Phase transition in saturated porous media: Pore-fluid segregation in consolidation

Consider the consolidation process typical of soils; this phenomenon is expected not to exhibit a unique state of equilibrium, depending on external loading   and constitutive parameters. Beyond the standard solution also, pore-fluid segregation can arise. Pore-fluid segregation has been recognized as a phenomenon typical of the short time behavior of a saturated porous slab or a saturated porous sphere, during consolidation.
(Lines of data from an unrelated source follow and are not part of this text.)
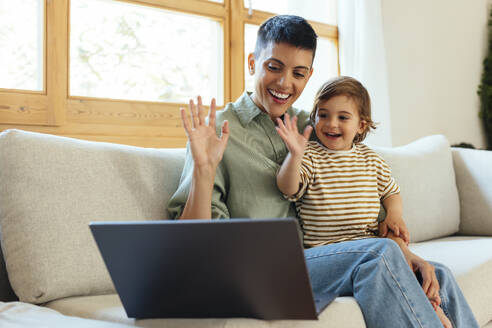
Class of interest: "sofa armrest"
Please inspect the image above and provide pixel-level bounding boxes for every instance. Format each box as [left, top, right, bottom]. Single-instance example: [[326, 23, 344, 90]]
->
[[452, 148, 492, 236]]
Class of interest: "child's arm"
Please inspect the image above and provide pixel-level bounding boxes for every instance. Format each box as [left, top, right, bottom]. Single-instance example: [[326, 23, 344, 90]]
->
[[276, 113, 313, 196], [379, 193, 410, 245]]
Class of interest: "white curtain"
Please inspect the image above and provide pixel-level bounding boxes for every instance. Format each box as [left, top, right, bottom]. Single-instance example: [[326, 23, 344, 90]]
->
[[338, 0, 392, 147]]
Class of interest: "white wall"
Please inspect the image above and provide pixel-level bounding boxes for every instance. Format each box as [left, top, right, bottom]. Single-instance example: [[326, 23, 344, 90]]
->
[[381, 0, 492, 147]]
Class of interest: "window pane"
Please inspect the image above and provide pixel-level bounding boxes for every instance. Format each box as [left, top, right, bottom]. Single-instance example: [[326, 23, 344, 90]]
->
[[244, 29, 338, 111], [70, 0, 224, 105], [0, 0, 44, 91], [294, 38, 338, 112], [244, 0, 337, 25]]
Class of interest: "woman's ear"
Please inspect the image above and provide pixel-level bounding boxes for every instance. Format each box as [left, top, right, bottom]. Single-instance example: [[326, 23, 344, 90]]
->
[[248, 53, 255, 75]]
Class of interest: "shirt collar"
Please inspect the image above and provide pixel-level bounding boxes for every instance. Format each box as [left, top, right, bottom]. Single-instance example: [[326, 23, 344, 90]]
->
[[233, 91, 298, 127]]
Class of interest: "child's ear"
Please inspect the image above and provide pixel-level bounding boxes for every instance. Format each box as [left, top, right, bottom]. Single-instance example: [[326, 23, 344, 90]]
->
[[358, 120, 367, 134]]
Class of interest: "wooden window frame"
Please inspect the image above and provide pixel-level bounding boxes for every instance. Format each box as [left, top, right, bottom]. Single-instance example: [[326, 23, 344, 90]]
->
[[0, 0, 338, 147]]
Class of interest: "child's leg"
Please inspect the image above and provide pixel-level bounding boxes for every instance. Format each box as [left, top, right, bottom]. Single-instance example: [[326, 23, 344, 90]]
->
[[304, 238, 442, 328], [436, 306, 453, 328], [429, 262, 479, 328], [415, 272, 453, 328]]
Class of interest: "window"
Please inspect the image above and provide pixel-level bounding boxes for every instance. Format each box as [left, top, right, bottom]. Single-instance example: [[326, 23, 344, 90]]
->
[[0, 0, 338, 147], [0, 0, 44, 91], [70, 0, 224, 105]]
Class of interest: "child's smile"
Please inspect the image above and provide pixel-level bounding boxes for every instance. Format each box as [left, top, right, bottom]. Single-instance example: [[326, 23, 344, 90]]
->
[[314, 96, 365, 150]]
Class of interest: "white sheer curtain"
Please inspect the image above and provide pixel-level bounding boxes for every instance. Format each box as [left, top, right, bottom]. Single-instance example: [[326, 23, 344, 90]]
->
[[338, 0, 392, 146]]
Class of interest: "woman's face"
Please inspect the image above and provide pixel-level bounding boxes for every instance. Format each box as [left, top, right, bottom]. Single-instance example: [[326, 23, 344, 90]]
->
[[248, 42, 313, 120]]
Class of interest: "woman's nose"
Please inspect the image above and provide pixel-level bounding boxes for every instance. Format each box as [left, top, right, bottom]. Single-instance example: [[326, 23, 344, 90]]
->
[[278, 73, 290, 87]]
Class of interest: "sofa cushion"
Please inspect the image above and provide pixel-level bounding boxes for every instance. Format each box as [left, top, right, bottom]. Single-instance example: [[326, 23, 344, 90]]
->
[[410, 236, 492, 327], [452, 148, 492, 236], [0, 302, 129, 328], [46, 294, 366, 328], [0, 130, 185, 303], [372, 135, 460, 242]]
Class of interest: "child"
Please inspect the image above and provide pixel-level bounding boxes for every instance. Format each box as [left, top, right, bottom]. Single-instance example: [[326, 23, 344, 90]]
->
[[277, 77, 451, 327]]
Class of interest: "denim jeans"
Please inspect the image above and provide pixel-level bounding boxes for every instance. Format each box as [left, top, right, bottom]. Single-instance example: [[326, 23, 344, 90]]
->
[[304, 238, 479, 328]]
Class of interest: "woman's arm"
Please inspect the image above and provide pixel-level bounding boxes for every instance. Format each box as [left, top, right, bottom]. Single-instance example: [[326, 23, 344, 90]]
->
[[179, 96, 229, 219], [277, 113, 313, 196]]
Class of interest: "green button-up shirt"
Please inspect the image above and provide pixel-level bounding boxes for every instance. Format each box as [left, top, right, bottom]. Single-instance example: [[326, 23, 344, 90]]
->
[[168, 92, 309, 218]]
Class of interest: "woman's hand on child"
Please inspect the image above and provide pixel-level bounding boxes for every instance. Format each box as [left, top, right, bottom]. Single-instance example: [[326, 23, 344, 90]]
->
[[379, 215, 410, 245], [404, 250, 441, 306], [180, 96, 229, 173], [276, 113, 313, 156]]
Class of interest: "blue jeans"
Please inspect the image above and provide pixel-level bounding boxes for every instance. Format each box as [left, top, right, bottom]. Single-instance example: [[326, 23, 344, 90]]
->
[[304, 238, 479, 328]]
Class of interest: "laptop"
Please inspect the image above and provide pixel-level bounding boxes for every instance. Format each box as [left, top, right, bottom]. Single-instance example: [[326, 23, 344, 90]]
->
[[89, 219, 335, 320]]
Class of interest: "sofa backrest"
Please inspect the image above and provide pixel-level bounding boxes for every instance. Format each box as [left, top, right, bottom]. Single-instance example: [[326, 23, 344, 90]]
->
[[452, 148, 492, 236], [0, 130, 185, 303], [373, 135, 460, 242]]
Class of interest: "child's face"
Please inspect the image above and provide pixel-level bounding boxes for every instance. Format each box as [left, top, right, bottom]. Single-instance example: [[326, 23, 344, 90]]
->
[[248, 43, 313, 120], [314, 96, 366, 150]]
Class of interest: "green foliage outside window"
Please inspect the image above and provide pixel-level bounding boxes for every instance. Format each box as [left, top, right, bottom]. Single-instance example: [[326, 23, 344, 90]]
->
[[478, 8, 492, 150]]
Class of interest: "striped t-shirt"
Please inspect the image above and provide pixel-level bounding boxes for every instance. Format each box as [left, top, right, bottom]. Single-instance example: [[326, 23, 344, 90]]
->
[[289, 141, 400, 247]]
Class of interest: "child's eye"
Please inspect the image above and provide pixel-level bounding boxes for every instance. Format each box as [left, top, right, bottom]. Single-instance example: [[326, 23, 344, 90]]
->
[[294, 72, 305, 79]]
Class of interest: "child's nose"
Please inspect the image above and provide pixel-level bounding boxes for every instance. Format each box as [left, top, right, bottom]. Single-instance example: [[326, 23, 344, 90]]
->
[[326, 118, 338, 128]]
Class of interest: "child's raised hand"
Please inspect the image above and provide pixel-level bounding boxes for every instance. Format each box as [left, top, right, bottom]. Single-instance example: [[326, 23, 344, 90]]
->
[[379, 215, 410, 245], [276, 113, 313, 156]]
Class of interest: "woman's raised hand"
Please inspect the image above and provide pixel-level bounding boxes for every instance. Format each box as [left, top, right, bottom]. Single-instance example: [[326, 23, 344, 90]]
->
[[180, 96, 229, 173], [276, 113, 313, 156]]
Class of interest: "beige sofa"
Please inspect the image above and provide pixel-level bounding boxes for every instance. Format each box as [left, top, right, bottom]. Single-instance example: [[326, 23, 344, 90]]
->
[[0, 130, 492, 328]]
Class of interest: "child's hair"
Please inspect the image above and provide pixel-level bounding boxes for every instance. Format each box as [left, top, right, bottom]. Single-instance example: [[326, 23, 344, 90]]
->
[[310, 76, 376, 143], [255, 15, 318, 60]]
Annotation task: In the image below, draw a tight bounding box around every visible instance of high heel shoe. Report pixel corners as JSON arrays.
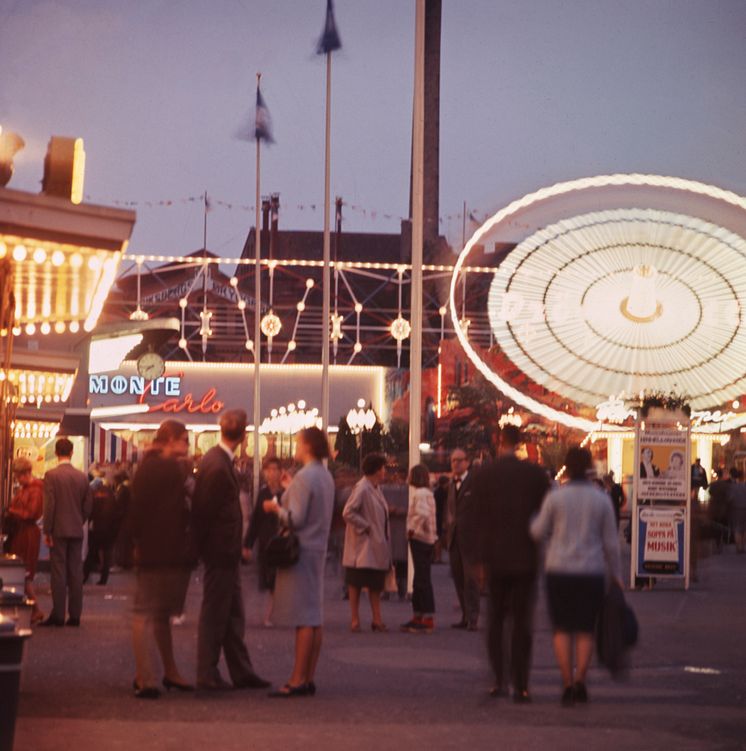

In both circumstances, the Biot three-dimensional model provides time increasing values of the water pressure (and fluid mass density) at the center of the slab (or of the sphere), at early times, if the Lamé constant μμ of the skeleton is different from zero. This localized pore-fluid segregation is known in the literature as the Mandel–Cryer effect. In this paper, a nonlinear poromechanical model is formulated. The model is able to describe the occurrence of two states of equilibrium and the switching from one to the other by considering a kind of phase transition. Extending the classical Biot theory, a more than quadratic strain energy potential is postulated, depending on the strain of the porous material and the variation of the fluid mass density (measured with respect to the skeleton reference volume). When the consolidating pressure is strong enough, the existence of two distinct minima is proven.

► In this paper, we consider the problem of pore-fluid segregation in porous media. ► We generalize the linear Biot theory. ► We use a Landau–Ginzburg-like approach. ► We prove the existence of phase transition and study its characteristics.